Fuses on Alfas tend to corrode and then fail, especially on cars with the fuse box in the engine compartment. Periodic cleaning and use of a conductive grease can prevent problems.

Alfa windshield wipers are notoriously slow (the standard joke says they have two speeds: slow and slower), and if the wiper motor needs servicing, it is difficult to get at. The same is true of heater fan motor. The tend not to work for all that long, and the bearings make screeching noises to alert you that the motor needs attention. Getting at the fan motor requires removing the console, and probably the dashboard, in addition to the heater unit itself.

Alfa gauges, especially fuel and oil pressure gauges, can be inaccurate and unreliable. For some of these problems, there is no easy cure.

Problem Areas That Are Likely to Come Up Only for a Berlinas
Only a few problems seem unique to the Berlina. The first is that Berlinas, being everyday sedans, may have very high mileage compared to comparable Alfa sports cars. This simply means components may wear out sooner.

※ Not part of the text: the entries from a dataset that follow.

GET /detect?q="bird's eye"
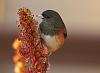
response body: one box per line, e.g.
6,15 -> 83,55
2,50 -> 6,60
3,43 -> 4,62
46,16 -> 50,18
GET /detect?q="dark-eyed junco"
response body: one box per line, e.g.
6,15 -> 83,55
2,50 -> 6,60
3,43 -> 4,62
39,10 -> 67,55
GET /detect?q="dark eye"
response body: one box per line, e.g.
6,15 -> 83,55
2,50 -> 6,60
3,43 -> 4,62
46,16 -> 50,18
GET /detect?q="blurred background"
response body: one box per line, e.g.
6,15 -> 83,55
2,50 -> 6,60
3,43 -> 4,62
0,0 -> 100,73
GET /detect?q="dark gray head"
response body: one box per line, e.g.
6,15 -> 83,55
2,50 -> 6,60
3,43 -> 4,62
40,10 -> 66,35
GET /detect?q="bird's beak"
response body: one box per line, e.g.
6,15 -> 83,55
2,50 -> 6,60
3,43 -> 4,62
36,15 -> 44,19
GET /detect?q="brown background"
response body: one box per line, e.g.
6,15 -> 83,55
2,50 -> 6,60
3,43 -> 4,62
0,0 -> 100,73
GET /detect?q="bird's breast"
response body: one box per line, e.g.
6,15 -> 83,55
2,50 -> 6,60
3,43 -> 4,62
41,34 -> 64,52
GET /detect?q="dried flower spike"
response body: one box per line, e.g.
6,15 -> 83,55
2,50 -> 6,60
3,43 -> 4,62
13,8 -> 48,73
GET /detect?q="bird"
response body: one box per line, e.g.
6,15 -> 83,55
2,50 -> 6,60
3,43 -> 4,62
39,10 -> 67,55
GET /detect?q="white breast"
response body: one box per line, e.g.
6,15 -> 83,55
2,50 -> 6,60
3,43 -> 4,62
41,34 -> 64,52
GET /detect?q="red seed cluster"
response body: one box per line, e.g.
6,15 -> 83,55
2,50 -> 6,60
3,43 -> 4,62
18,8 -> 48,73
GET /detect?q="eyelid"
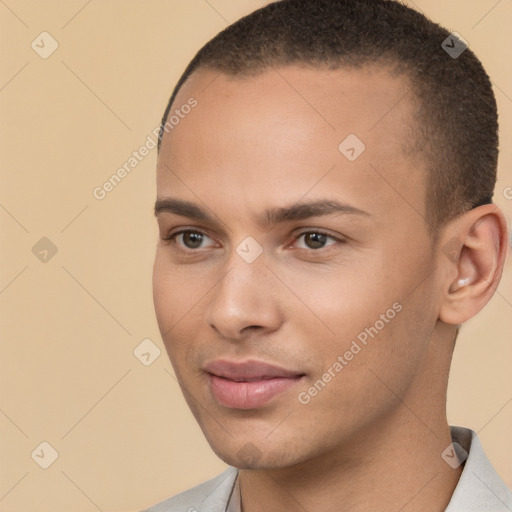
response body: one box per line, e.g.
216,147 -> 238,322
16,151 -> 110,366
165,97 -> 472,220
161,226 -> 216,252
288,228 -> 347,248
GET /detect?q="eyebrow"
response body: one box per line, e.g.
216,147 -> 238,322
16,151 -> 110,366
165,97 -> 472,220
155,197 -> 371,226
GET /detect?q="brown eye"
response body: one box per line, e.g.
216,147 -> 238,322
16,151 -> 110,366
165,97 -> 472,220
182,231 -> 204,249
296,231 -> 338,250
168,229 -> 215,250
304,233 -> 327,249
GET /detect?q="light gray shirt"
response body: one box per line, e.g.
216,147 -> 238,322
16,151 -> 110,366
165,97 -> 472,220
145,427 -> 512,512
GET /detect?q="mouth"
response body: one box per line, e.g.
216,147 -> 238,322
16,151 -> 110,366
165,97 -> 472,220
204,360 -> 305,410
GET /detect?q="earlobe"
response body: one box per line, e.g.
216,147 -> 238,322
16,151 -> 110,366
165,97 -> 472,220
439,204 -> 507,324
450,277 -> 471,293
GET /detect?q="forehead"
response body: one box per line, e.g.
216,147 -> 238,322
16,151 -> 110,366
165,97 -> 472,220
157,66 -> 425,226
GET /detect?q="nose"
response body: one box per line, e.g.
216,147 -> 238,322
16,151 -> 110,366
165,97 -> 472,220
206,253 -> 283,341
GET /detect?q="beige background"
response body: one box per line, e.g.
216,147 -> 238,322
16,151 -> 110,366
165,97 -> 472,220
0,0 -> 512,512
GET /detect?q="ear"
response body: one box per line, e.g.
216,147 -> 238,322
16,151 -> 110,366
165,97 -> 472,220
438,204 -> 508,324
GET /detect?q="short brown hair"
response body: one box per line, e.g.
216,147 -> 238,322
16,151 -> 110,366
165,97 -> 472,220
159,0 -> 498,231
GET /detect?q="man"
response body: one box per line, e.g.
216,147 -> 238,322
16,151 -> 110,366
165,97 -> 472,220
145,0 -> 512,512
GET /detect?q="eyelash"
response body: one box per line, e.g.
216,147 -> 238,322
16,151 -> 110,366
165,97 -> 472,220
162,229 -> 346,253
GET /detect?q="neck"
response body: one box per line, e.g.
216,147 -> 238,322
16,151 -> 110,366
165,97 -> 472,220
239,324 -> 462,512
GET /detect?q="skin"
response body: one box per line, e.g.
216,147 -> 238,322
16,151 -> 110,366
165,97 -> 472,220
153,66 -> 507,512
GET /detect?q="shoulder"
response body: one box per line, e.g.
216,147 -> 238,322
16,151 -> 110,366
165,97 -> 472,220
144,467 -> 238,512
446,427 -> 512,512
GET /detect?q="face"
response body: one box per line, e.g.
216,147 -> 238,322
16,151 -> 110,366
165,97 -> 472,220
153,66 -> 444,468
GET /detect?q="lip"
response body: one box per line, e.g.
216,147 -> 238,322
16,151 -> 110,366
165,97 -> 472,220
204,360 -> 304,410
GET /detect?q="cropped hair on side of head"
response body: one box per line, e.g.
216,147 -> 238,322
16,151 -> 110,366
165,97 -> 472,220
158,0 -> 498,234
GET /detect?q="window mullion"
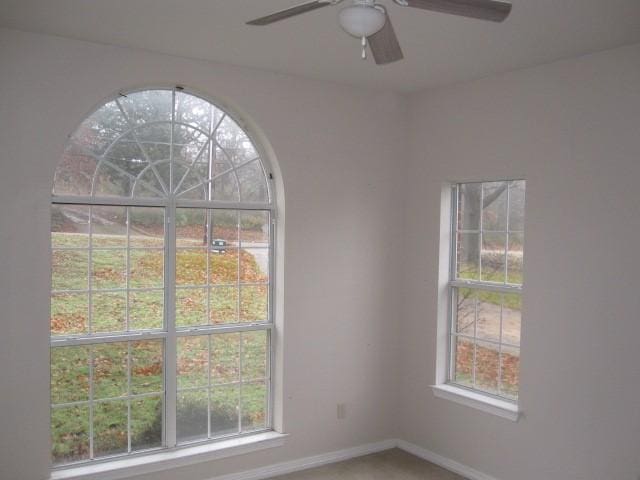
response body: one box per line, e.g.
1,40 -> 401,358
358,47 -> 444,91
164,196 -> 177,447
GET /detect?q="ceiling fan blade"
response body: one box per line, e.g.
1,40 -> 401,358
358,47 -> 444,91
367,14 -> 404,65
247,0 -> 332,25
406,0 -> 511,22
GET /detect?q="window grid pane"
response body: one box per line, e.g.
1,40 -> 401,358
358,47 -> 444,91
449,180 -> 525,401
51,89 -> 272,464
177,330 -> 270,444
51,340 -> 165,463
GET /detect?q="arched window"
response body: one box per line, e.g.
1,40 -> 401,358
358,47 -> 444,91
51,87 -> 275,465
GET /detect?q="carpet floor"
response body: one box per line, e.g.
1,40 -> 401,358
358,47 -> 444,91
274,448 -> 464,480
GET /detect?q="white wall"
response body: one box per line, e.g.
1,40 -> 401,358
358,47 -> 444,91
0,24 -> 640,480
0,30 -> 406,480
400,46 -> 640,480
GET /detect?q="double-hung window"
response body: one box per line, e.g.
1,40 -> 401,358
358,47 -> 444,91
50,87 -> 275,465
447,180 -> 525,403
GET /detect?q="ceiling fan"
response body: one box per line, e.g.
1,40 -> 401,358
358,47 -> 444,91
247,0 -> 511,65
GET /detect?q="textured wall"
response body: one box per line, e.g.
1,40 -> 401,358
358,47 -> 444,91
0,30 -> 406,480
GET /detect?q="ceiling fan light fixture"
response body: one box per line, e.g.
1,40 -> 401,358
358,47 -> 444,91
338,5 -> 387,38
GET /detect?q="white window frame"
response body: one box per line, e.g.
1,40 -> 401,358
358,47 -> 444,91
432,178 -> 524,421
49,86 -> 287,472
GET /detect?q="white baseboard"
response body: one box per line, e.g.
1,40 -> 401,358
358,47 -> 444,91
396,440 -> 498,480
210,440 -> 397,480
210,439 -> 497,480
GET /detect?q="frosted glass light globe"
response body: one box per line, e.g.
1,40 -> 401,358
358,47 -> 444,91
338,5 -> 387,38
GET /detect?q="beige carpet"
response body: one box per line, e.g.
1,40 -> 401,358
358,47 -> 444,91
275,448 -> 464,480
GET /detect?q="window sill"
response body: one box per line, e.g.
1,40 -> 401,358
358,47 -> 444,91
431,384 -> 522,422
51,432 -> 288,480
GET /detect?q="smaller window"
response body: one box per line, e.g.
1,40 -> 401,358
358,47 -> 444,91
448,180 -> 525,403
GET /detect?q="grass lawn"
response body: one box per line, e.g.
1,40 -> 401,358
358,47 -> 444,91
51,233 -> 269,463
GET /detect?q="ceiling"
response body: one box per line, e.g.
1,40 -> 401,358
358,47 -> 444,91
0,0 -> 640,92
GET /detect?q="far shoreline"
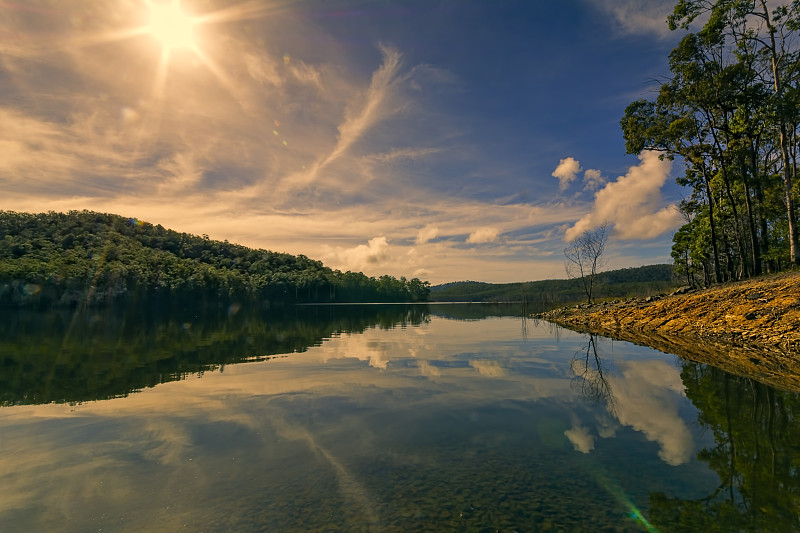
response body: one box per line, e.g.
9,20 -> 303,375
532,271 -> 800,391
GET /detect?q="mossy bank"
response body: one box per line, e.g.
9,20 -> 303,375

Related to their mundane use is that Berlinas are more likely to have spent their whole lives outside, rather than in a garage, than GTVs and Spiders. Hence, the body, paint, upholstery, and dashboard condition are all likely to have suffered more.

In addition, because they are used as daily runabouts, Berlinas may not have been driven very hard, and may not have been warmed up fully when used on short errands. This can lead to seizing of some components, such as rear brake calipers from under-use, and more wear on the engine and gearbox from not having the oil warmed up to get rid of acids and condensation. This same situation can cause premature rust within the exhaust system.

Another consequence of Berlinas' treatment as just an everyday car is that they may not have received as regular maintenance as a cherished GTV or Spider.

Berlinas may have more driveshaft problems than other Alfas, probably because the shaft is longer due to the longer wheelbase.

Berlinas with floor-pivot pedals (whether RHD or LHD) were built with Lockheed brake boosters. Lockheed boosters are no longer available new, rebuild kits are difficult to find, and these boosters are complex and difficult to rebuild. Benditalia and Bonaldi boosters (based on a Dunlop design) used in Giulia sedans, Duettos, and GTVs through 1969 will fit in place of the Lockheed boosters with just mild bending of the brake pipes. These boosters are still available new, and are also easy and relatively cheap to rebuild. If booster problems are encountered, a switch to this type of booster may be warranted. As far as I know, GTVs and Spiders did not use Lockheed boosters.

Rumor has it that the later Berlina steering boxes are unique, and are easily broken. I have no verification of this though.